Supermarket shopping trips are becoming more frequent, with smaller baskets. Dinner tonight is currently 20 per cent of all supermarket shopping trips, and increasing, and is often part of the most common trip type, top up shops (36 per cent). Let’s have a look at how dinner tonight shopping trips work, and what some of the opportunities are. Who buys dinner tonight? Neraly everybody, but what they need differs. Dinner tonight trips as a percentage of total trips actually skew slightly
to young family and older family lifestages, because single/double income no kids (sink/dinks) eat out more often. Empty nesters are more likely to buy dinner as part of a stock up or top up shop (particularly frozens, as noted in my Inside Shopper article on Getting frozens out of Siberia, because empty nesters are ‘over’ cooking in general after 20 years of it).
As a portion of shopping trips within their lifestage, sink and dinks overindex on dinner tonight and top up trips.
What this means, is that there is opportunity to provide dinner tonight solutions of different serving sizes to cover the different lifestages and household sizes (two, four, six people).
How they shop for dinner tonight
How shoppers shop for dinner tonight is very different to stock up trips, where shoppers seek inspiration for a variety of meal options for the week via recipes, tasting demonstrations, and other mechanisms. Dinner Tonight trips overindex on Mondays, Wednesdays, Thursdays, and interestingly, Saturdays. Fridays tend to be takeaway/pizza night or ‘fish Fridays’.
Shoppers on dinner tonight trips are in problem solving mode, and don’t want to be instore very long. Nearly half of dinner tonight shoppers are instore for 10 to 20 minutes, and a further 15 per cent are instore less than 10 minutes. More than half have a mental list of some sort (which may only mean meat plus veg) and a further 14 per cent have no list at all, whether mental or written.
So unlike stock up trips where recipes provide inspiration, dinner tonight trips are about all in one solutions.
These need to be presented either all in the one packet (such as frozen, shelf stable, or chilled meals in a box), or various elements presented together in the same location. Woolworths has made a start on this with dinner meal bundles in its new small format supermarkets, such as Woolloomooloo, Erskineville, and Southern Cross.
The majority of dinner tonight shoppers still start in the fresh section looking for proteins, as the type of protein (meat) selected determines the rest of the meal. They are less likely to be shopping the centre aisles unless they have decided on a meal and are putting the components together (such as sauces and seasonings).
This means that bundles and solutions need to be displayed in, or as close to, the fresh and meat sections as possible. This is an opportunity for some shelf stable meals to be off located in fresh, where the fresh acts as a side dish.
Because shoppers of dinner tonight tend to look at what’s on the meat packs more than POS, recipe ideas should be communicated clearly on or close to meat packs.
Opportunities
Dinner meal bundles that include recipe components located together.
Fresh pasta + sauce + garlic bread deals are a start at this, but this could be extended to include fresh plus protein bundles, whether they are shelf stable or from the fresh section.
Dinner meal bundles including dessert.
Time was, it wasn’t dinner unless it included dessert. Given the macro trend of everyday indulgence, there’s no reason dessert can’t be reinstated as a formal part of dinner, whether it’s ice cream or something more sophisticated.
Shoppers tend to start the week healthier and get progressively less healthy as the week wears on, so desserts will probably work better from Thursday to Saturday than Monday to Wednesday, but it’s worth giving it a shot through the whole week and see when moves most.

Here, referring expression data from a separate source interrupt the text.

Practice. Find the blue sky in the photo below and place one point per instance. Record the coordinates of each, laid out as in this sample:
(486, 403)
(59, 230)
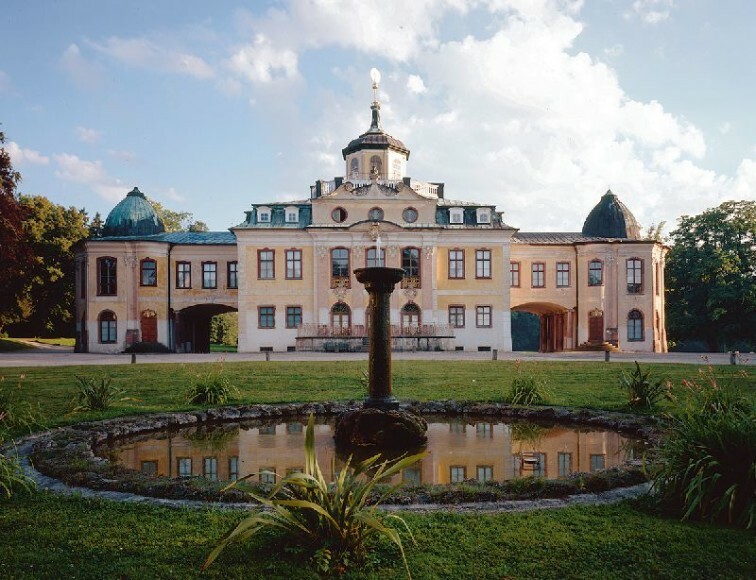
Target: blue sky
(536, 106)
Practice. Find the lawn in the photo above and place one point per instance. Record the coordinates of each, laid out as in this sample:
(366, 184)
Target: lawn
(45, 536)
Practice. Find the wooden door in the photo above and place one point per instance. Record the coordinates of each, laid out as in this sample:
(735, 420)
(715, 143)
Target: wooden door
(596, 326)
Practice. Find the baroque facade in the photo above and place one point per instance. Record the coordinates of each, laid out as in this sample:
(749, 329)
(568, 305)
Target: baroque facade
(288, 270)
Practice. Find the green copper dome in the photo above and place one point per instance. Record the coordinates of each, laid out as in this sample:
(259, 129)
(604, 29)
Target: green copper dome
(133, 216)
(611, 219)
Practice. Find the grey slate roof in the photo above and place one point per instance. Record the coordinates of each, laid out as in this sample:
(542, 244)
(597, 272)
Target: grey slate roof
(179, 238)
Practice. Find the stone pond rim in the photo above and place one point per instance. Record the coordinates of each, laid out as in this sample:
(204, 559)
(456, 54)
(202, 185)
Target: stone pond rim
(68, 453)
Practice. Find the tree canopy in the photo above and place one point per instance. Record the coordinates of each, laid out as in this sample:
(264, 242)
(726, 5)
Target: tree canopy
(15, 253)
(711, 277)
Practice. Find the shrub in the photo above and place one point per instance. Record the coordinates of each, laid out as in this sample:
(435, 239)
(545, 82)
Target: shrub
(211, 388)
(329, 518)
(707, 463)
(12, 476)
(96, 393)
(147, 347)
(642, 392)
(526, 389)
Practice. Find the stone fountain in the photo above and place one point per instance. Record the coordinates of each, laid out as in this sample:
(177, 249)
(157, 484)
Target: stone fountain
(380, 422)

Present a bundle as representing value, but not necessarily cheap or low price.
It’s not just about feeding the family for $10, although this is a good start to get it on the radar. It could be extended to include dessert for under $20.

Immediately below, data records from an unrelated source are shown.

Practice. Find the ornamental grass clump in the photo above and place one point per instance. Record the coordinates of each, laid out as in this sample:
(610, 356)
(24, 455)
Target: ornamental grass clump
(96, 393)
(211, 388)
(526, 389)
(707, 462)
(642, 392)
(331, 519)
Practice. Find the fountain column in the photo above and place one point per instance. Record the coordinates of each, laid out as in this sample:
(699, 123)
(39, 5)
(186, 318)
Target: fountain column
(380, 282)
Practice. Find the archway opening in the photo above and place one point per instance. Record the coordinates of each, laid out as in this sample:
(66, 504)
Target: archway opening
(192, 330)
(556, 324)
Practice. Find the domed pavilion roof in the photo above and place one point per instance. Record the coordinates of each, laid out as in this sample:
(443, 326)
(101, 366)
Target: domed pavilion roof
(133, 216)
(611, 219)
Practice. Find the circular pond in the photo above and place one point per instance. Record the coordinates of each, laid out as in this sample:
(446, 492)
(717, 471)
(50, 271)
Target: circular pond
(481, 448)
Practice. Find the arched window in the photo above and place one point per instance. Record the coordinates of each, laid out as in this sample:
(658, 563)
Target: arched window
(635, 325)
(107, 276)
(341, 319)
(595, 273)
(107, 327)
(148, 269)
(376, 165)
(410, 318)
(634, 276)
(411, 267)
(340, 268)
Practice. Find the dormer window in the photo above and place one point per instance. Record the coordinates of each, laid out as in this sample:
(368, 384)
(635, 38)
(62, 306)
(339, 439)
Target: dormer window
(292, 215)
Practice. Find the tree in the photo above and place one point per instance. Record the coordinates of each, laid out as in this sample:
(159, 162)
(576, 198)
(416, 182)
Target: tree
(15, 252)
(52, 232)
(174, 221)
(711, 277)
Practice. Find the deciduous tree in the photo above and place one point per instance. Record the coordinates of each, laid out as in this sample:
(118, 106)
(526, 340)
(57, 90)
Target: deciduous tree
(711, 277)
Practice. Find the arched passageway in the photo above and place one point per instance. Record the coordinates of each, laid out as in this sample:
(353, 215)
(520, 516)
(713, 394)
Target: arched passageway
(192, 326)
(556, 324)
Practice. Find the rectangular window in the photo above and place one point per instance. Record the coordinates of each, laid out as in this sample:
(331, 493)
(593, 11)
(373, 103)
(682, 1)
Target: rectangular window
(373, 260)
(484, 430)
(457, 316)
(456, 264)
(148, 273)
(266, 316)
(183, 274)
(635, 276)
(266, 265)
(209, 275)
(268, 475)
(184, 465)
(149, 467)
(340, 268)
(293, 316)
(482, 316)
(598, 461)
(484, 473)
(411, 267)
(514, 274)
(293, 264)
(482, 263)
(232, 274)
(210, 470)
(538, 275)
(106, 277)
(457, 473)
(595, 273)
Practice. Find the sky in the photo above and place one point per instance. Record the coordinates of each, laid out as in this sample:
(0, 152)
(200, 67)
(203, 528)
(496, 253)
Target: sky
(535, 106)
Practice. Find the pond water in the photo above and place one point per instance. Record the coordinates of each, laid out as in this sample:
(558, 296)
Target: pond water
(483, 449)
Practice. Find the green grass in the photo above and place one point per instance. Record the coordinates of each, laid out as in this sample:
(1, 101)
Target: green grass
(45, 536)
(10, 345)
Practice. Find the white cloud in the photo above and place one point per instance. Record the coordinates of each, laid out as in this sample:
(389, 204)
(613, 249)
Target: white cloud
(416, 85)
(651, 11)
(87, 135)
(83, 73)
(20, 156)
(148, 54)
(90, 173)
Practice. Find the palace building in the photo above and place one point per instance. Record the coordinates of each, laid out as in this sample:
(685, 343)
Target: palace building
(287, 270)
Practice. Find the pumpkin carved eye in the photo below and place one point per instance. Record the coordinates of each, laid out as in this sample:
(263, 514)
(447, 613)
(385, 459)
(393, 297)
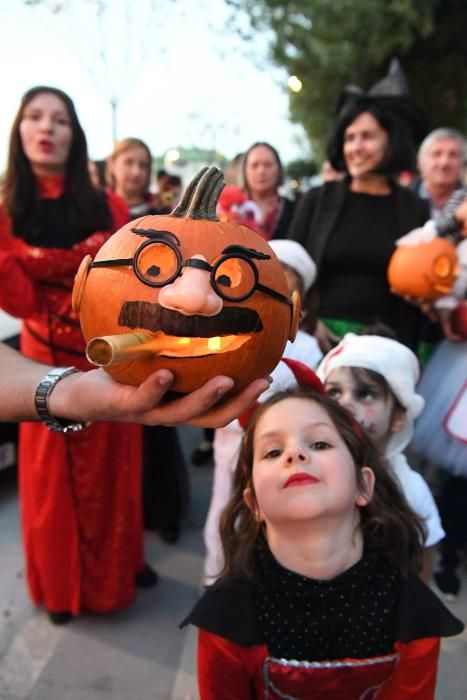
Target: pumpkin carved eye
(157, 263)
(236, 277)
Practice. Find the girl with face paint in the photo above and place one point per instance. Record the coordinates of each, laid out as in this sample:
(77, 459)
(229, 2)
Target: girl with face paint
(375, 378)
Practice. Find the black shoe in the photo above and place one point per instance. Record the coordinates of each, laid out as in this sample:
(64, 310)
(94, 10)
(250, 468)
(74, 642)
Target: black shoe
(60, 618)
(170, 534)
(202, 454)
(147, 578)
(448, 583)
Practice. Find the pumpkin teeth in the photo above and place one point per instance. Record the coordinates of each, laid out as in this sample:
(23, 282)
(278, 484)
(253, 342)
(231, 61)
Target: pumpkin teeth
(198, 347)
(214, 343)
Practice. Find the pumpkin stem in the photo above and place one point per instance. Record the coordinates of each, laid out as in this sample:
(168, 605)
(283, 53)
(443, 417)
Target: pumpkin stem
(200, 198)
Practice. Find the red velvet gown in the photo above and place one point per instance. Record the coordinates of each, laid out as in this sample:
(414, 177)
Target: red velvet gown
(236, 651)
(80, 492)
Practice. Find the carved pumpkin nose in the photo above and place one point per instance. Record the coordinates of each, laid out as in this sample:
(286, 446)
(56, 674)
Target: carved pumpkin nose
(191, 293)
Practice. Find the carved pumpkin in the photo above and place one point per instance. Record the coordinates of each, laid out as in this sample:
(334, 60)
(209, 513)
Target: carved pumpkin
(186, 292)
(426, 271)
(459, 319)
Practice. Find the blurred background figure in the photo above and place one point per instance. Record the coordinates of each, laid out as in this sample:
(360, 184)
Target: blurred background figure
(97, 173)
(349, 227)
(233, 171)
(75, 487)
(168, 191)
(328, 173)
(441, 161)
(129, 175)
(165, 476)
(259, 206)
(263, 174)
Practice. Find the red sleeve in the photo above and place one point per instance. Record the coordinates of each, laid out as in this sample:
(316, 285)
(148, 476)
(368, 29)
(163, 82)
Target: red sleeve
(415, 675)
(118, 209)
(227, 671)
(19, 296)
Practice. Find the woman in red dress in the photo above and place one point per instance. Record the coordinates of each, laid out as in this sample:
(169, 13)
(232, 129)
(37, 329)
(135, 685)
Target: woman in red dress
(80, 492)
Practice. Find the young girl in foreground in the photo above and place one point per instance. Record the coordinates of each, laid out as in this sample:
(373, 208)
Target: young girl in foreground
(318, 597)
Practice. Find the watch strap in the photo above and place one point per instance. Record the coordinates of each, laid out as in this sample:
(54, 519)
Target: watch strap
(41, 400)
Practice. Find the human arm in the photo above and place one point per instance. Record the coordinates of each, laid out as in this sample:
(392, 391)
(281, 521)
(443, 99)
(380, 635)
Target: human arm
(94, 395)
(415, 675)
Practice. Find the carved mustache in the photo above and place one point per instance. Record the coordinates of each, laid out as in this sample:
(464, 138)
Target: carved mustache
(232, 320)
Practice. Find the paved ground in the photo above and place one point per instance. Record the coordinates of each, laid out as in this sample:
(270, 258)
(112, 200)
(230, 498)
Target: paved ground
(139, 654)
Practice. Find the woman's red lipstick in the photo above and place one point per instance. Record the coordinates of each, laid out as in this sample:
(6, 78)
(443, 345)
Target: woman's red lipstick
(300, 479)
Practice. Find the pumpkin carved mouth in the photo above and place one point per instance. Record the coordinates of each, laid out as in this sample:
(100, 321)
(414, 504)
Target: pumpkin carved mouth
(112, 349)
(232, 320)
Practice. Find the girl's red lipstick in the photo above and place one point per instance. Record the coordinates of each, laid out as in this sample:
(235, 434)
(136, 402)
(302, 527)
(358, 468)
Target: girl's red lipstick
(300, 479)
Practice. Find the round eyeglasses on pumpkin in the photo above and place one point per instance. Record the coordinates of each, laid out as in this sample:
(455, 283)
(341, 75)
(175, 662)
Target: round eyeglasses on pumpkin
(234, 276)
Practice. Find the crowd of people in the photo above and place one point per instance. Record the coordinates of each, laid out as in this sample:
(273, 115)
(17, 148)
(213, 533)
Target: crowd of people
(321, 539)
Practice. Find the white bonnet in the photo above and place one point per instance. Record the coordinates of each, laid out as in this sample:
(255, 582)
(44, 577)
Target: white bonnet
(294, 255)
(393, 361)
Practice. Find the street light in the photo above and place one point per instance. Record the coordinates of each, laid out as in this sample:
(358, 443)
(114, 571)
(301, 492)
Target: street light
(294, 84)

Better to communicate quality and taste or flavour, and with meal types that are slightly special or that shoppers may not normally consider or make themselves (e.g duck rather than spaghetti bolognaise).
Only half of dinner tonight shoppers are likely to be influenced by price promotions, because they need their problem solved and they are in a hurry
Frozens under index in dinner tonight trips, either because they are already in the freezer at home or because they’re located at the other end of the store.
Opportunities are to locate or at least communicate frozen meal solutions in the fresh area, as many dinner plates are a combination of fresh, shelf stable and frozen components.